The earthquake displaced over 2.4 million people, destroyed over 200,000 buildings, caused $55 to $90 billion in property damage and killed over 50,000 people, according to Reuters. The damage caused in both countries is irreparable. Given the horrific circumstances, it’s shocking that students haven’t posted about it as much as the events in Ukraine, for example, on social media and are not engaging in conversation about the event. The GDS community should work to actively educate ourselves about this humanitarian crisis.
Students interviewed by the Bit recall seeing the event on the news when the earthquake immediately happened but did not see much follow-up. Junior Claire Simon said she has “heard almost nothing in mainstream U.S. media.”
Senior Lydia Kabiri said that in American news outlets, it is “hard to connect with less Christian, westernized beliefs” as there is a lack of attention to Middle Eastern issues in U.S. news. Kabiri brought up a fascinating point; we, as Americans, are more comfortable with uplifting stories that resonate more with our identities as Americans than we do with stories that are foreign to our ways of life. That is why it is our responsibility, not only as members of our school community but also as global citizens, to actively ensure that we are educating ourselves and others about issues that may not necessarily be as familiar as events in America.
In an American Conservative article, Brad Hoff wrote that United Nations (U.N.) humanitarian officials, charity organizations, and church leaders are urging the immediate lifting of sanctions and argue that U.S.-led sanctions punish the Syrian people. The earthquake is relevant to the United States because while the U.S. sanctions do not directly restrict humanitarian aid, they have impeded the ability of Syria to receive the necessary aid to combat the earthquake, Aya Batrawy wrote in an NPR article.
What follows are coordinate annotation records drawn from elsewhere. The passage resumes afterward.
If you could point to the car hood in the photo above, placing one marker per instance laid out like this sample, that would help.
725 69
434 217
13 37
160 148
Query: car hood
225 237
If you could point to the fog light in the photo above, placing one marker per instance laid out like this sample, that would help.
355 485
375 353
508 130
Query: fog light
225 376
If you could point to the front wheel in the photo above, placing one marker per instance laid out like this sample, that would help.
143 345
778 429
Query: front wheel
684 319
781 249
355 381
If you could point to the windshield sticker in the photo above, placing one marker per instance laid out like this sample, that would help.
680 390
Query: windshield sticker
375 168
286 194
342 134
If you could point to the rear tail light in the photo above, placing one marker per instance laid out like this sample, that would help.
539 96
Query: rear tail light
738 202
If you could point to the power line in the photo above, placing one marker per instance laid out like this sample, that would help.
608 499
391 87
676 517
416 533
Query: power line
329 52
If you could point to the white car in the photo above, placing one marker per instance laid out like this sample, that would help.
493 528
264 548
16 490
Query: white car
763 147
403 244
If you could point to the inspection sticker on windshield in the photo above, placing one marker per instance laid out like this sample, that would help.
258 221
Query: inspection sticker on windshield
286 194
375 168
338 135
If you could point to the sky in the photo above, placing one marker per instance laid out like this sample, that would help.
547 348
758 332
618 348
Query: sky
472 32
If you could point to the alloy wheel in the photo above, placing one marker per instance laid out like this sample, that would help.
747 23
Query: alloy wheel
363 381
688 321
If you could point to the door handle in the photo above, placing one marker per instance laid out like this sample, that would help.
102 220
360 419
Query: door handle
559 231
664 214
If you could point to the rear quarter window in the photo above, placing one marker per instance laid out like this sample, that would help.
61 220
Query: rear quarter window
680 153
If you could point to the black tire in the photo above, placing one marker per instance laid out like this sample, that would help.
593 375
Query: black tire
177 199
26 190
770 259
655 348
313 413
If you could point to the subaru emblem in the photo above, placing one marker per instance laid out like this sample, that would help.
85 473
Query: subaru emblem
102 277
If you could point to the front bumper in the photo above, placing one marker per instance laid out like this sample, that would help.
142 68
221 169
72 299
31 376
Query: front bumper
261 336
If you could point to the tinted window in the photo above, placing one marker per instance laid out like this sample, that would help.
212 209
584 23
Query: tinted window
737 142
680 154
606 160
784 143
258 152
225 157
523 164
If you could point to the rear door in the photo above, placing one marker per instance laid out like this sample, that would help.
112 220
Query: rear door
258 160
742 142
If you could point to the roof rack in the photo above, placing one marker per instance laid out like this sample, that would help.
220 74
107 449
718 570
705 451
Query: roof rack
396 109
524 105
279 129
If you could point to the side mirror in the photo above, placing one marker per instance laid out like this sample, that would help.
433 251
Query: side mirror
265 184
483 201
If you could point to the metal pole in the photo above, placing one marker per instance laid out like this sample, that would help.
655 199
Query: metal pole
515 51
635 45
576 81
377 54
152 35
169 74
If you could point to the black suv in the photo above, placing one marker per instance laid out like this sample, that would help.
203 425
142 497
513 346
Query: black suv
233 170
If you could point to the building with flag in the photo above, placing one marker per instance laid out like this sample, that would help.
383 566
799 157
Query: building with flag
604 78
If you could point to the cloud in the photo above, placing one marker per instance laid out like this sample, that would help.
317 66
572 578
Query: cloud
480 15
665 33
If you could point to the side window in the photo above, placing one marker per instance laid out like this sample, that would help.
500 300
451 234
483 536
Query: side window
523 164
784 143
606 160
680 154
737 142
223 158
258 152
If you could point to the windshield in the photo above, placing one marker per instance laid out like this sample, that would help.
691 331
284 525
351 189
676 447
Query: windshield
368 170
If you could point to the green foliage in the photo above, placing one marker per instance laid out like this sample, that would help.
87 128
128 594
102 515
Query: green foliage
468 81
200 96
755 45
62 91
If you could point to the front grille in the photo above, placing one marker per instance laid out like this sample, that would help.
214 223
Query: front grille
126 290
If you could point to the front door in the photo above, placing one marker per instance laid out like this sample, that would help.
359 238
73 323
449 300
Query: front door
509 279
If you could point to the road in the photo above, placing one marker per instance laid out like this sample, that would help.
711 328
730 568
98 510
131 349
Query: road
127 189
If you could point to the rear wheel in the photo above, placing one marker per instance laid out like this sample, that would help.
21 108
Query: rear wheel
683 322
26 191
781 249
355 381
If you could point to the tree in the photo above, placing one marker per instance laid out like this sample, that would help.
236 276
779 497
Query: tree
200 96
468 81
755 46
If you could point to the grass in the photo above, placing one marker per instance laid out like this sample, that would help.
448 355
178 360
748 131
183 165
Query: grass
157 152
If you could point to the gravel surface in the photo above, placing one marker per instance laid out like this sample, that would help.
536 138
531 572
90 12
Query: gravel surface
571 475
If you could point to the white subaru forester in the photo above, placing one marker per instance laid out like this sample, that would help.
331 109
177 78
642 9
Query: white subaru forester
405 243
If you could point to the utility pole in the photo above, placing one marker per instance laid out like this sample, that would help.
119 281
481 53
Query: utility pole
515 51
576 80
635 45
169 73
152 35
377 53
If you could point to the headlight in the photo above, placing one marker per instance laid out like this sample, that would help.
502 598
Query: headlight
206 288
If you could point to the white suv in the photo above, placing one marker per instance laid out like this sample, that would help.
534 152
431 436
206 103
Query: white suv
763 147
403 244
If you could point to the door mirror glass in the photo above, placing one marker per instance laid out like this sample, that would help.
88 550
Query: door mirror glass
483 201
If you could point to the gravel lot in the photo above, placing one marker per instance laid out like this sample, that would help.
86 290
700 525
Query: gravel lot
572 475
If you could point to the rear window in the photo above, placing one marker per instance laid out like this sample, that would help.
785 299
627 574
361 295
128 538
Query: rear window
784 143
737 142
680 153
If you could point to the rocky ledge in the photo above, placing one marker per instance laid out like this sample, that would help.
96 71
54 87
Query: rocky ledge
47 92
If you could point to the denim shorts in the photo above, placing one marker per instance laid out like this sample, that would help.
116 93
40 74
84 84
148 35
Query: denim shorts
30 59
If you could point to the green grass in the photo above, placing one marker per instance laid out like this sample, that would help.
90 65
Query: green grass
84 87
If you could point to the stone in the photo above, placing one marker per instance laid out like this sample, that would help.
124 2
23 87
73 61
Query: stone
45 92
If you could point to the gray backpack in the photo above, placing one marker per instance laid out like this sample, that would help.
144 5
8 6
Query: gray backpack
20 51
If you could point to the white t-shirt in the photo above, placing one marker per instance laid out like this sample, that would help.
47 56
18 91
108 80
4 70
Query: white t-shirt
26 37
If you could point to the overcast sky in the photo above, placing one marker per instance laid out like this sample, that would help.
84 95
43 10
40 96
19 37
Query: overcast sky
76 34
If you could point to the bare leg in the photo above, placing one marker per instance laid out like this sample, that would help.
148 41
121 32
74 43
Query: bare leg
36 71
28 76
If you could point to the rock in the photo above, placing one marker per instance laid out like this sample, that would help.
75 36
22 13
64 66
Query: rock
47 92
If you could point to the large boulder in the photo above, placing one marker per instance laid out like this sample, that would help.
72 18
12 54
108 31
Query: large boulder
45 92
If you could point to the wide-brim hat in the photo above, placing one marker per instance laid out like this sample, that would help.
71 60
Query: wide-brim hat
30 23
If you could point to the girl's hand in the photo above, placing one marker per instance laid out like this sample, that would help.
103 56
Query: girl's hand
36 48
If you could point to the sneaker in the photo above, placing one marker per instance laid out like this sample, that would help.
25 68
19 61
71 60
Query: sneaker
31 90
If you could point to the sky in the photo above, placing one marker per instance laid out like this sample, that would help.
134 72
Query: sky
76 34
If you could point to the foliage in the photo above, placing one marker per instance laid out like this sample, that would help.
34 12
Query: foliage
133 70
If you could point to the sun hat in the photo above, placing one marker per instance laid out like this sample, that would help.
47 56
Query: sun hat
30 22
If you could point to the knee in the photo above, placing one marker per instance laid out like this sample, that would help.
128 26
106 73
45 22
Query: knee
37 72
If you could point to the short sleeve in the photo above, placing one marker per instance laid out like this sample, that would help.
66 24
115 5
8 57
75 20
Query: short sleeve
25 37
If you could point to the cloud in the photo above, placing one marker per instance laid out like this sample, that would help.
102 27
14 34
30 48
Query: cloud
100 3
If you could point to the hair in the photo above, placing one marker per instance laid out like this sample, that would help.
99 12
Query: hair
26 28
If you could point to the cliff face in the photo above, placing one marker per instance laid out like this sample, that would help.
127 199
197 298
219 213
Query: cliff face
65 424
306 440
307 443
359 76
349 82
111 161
Furthermore, the Go Fund Me website states that in order to comply with international sanctions, all donations given to Syria must be carefully reviewed by the Go Fund Me Trust and Safety team.
Following the earthquake in Turkey, the biggest in Turkey’s recorded history, the country received $1 billion in aid from the U.N., and while that has helped tremendously with the relief efforts, there are still millions of people living in dire situations.
Syria, one of the oldest civilizations in the world, has had a very different experience. Syria only received $397 million from the U.N.
According to an NBC article, only 5% of affected areas in Syria have been searched, whereas almost 80% of the rubble in Turkey has been searched. Syria simply does not have the funds or equipment to search impacted areas and rescue civilians.
So how should GDS students educate themselves on events like this earthquake? We can read more about it in the news, engage in conversation, post more about it on social media and find donation drives near us. Even though the earthquake has occurred so far from the country we call home, we have a responsibility as global citizens to learn about issues in the Middle East and help those who are struggling around the world. As members of our school community, we have the power to make the change that we seek in the world, even globally.